The scouts returned and, satisfied that all was clear, Donal ordered us out, and we jumped into the shallow rippling water. Picking our steps, we slowly waded to the beach. I carried Conor on my back and then set him on the soft sand, where he took off laughing at the joy of the clear day. The Normans were tense and readied themselves for a fight. Rob Smith arranged his archers behind the knights, ready to repel any attack as the foot soldiers quickly unloaded the boat. If there was an ambush waiting, it would be now. With the boat most vulnerable while lodged on the shingle, the shipmaster was eager to be gone and urged his crew to pass the arms and provisions ashore. Rob shouted angrily when a large sheaf of arrows was dropped, the soaked fletching on the arrows making them useless. Precious few had been brought, as with no packhorses, they were limited to what they could carry. Each archer hefted enormous burdens of bundled arrows onto their backs. That done, the shipmaster shouted his farewells, and the powerful strokes of the oarsmen pulled the boat slowly and then quickly into the swell of the bay.

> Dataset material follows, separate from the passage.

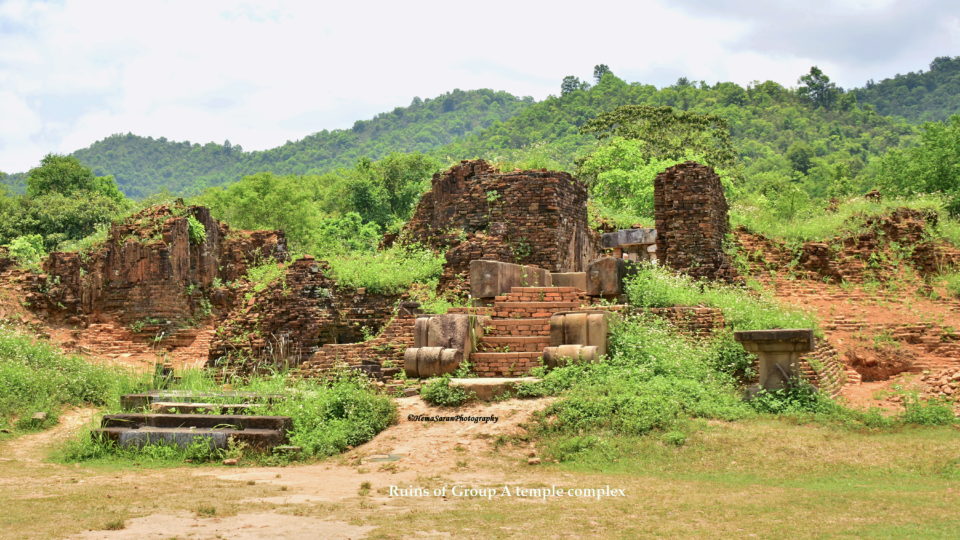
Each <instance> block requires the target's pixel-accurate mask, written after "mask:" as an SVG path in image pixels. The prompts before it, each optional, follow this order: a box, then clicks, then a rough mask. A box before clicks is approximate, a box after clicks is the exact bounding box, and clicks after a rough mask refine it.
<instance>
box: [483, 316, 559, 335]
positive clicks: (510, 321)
mask: <svg viewBox="0 0 960 540" xmlns="http://www.w3.org/2000/svg"><path fill="white" fill-rule="evenodd" d="M486 327H487V328H485V334H486V335H489V336H549V335H550V318H549V317H538V318H526V319H492V320H491V321H490V322H488V323H487V324H486Z"/></svg>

The long waves brushed across the shingle behind us, sucking and gurgling noisily as they retreated to the sea. A tense stillness hung in the air. And then a sudden flurry of birds rose a screaming alarm from the dunes directly in front of us. The men dropped their loads and scrambled into a defensive semicircle formation around us. Unsheathing their longswords, the knights discarded the scabbards and spaced themselves in front of the foot soldiers, to afford them the space to work the swing of their swords. Standing behind the array of foot soldiers, the archers stuck their arrows into the sand, placing one in the bow, ready to loose a deadly volley at whatever emerged from those dunes.
‘Hold steady, lads,’ Rob ordered calmly. A scrambling noise rose from the dunes.